An Experimental Study of Semantic Continuity for Deep Learning Models
Shangxi Wu, Dongyuan Lu, Xian Zhao, Lizhang Chen, Jitao Sang
TL;DR
The paper addresses semantic discontinuity, where small semantic perturbations cause large output changes in deep models, undermining robustness and interpretability. It introduces a semantic continuity constraint that enforces smooth gradients by minimizing the semantic-change metric $DS(x,x')$ between original inputs $x$ and non-semantic perturbations $x'$, via the loss $Loss = Loss + \alpha Loss_{continuity}$ with $Loss_{continuity} = DS(x,x')$ and $x' = P(x)$. Empirical validation on ImageNet and CIFAR-100 with ResNet variants shows reduced semantic-discontinuity (lower $DS$), improved adversarial robustness, clearer and more focal explanations (IG, GradCAM, LIME), better transferability, and reduced bias on Color MNIST. The work highlights that aligning models with semantic neighborhoods yields tangible gains across trustworthiness metrics and offers a practical pathway to more human-aligned perception in deep learning systems.
Abstract
Deep learning models suffer from the problem of semantic discontinuity: small perturbations in the input space tend to cause semantic-level interference to the model output. We argue that the semantic discontinuity results from these inappropriate training targets and contributes to notorious issues such as adversarial robustness, interpretability, etc.
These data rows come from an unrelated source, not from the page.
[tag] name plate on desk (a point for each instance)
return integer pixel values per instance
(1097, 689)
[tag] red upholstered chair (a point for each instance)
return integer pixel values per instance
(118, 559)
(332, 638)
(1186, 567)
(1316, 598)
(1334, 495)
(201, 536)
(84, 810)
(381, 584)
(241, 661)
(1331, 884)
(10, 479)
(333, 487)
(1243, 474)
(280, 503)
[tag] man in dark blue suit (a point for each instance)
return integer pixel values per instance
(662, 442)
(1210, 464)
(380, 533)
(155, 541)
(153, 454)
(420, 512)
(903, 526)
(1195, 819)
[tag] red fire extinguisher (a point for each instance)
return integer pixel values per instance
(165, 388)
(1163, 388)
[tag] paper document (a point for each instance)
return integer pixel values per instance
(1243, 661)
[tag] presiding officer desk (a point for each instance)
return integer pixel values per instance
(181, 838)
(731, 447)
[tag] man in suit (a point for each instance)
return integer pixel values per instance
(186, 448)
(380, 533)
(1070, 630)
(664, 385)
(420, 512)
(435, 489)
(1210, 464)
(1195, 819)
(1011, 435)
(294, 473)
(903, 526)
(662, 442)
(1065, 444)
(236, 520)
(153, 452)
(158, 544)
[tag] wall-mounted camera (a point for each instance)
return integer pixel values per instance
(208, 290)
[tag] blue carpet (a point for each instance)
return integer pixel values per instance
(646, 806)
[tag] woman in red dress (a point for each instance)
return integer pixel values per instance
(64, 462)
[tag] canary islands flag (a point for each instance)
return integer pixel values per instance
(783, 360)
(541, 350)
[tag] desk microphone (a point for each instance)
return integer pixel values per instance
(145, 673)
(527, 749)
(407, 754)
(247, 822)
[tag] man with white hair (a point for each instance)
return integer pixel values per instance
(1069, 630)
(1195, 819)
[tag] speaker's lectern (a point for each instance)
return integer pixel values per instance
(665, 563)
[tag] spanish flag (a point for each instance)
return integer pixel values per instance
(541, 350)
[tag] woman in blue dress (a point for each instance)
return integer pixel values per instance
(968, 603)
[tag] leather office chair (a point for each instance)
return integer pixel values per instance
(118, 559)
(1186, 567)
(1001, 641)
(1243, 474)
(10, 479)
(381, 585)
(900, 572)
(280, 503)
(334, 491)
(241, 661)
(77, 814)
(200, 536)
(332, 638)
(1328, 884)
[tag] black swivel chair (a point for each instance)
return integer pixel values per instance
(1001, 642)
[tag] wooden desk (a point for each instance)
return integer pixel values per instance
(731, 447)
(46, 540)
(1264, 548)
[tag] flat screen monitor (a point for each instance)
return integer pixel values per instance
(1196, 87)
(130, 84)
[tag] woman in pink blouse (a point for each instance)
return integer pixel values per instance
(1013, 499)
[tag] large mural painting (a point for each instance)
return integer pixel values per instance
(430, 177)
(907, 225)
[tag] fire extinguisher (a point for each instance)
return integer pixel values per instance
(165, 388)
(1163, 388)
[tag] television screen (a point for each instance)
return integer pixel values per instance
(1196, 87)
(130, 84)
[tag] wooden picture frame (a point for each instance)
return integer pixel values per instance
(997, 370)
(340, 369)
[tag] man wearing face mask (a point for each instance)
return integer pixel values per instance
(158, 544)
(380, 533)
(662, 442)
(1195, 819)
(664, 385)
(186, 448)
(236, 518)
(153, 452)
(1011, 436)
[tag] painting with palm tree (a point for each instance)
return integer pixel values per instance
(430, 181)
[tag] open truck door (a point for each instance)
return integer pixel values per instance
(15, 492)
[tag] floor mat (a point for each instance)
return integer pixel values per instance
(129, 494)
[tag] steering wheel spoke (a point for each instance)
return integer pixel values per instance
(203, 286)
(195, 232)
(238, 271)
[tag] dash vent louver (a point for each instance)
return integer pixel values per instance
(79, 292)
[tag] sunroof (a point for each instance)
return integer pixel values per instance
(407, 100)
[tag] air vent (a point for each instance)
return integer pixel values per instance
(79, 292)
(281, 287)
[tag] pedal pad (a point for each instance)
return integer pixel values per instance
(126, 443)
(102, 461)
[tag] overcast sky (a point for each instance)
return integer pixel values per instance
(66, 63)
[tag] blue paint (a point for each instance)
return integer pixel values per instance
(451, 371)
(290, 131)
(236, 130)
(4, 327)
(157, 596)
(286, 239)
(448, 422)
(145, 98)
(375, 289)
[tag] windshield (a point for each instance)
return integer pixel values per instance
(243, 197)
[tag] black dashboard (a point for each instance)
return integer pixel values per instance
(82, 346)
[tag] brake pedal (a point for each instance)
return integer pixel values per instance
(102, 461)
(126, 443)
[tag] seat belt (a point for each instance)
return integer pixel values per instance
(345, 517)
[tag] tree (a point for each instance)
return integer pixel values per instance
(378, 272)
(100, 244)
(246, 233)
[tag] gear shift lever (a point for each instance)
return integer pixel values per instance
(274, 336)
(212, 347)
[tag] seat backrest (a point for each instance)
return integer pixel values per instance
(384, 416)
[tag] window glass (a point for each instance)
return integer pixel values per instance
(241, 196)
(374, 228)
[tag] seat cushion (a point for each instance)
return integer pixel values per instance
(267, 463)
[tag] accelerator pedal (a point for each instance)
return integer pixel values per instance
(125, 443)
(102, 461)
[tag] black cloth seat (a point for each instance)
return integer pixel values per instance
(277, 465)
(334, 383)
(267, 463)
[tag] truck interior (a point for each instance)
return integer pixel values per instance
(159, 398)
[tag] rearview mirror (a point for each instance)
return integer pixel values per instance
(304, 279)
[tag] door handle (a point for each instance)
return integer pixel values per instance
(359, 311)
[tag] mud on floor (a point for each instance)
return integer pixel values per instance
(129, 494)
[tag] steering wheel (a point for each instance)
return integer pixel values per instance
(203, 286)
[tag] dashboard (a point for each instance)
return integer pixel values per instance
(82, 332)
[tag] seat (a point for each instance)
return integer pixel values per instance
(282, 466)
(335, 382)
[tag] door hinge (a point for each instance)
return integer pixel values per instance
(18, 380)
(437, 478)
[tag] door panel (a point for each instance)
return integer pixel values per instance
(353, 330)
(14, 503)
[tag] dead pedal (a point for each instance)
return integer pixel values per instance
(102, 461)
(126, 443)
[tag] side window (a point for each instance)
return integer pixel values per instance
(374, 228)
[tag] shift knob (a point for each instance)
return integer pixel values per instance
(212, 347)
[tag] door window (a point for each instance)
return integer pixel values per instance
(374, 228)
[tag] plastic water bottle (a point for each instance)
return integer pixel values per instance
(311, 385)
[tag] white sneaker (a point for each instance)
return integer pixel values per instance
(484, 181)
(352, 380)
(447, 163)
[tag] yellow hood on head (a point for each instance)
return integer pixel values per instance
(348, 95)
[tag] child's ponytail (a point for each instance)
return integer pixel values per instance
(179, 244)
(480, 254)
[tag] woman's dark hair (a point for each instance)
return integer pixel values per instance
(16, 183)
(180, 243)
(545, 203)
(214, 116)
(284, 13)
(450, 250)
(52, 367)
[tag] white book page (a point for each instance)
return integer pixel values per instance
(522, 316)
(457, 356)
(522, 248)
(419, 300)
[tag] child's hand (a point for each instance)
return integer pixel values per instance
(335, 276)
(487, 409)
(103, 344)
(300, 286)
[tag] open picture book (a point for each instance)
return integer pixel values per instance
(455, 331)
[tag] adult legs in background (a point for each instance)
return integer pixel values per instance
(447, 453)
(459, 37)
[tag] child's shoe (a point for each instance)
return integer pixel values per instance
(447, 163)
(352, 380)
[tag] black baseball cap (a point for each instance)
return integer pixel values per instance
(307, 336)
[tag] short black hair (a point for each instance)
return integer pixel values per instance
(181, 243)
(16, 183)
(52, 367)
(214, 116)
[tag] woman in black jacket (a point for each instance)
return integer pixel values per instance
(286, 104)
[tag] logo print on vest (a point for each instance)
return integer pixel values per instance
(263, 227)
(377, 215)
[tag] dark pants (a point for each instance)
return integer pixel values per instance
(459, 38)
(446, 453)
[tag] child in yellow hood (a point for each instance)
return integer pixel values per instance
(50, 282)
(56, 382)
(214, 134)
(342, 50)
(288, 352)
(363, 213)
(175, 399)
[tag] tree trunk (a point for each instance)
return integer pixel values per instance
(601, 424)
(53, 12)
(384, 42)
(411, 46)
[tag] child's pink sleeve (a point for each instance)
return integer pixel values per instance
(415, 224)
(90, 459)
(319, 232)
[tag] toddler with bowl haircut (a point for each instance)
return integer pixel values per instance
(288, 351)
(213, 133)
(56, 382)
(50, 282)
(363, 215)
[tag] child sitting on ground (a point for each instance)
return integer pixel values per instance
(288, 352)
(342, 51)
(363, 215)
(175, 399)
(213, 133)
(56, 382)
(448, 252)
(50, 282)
We first conduct data analysis to provide evidence of semantic discontinuity in existing deep learning models, and then design a simple semantic continuity constraint which theoretically enables models to obtain smooth gradients and learn semantic-oriented features. Qualitative and quantitative experiments prove that semantically continuous models successfully reduce the use of non-semantic information, which further contributes to the improvement in adversarial robustness, interpretability, model transfer, and machine bias.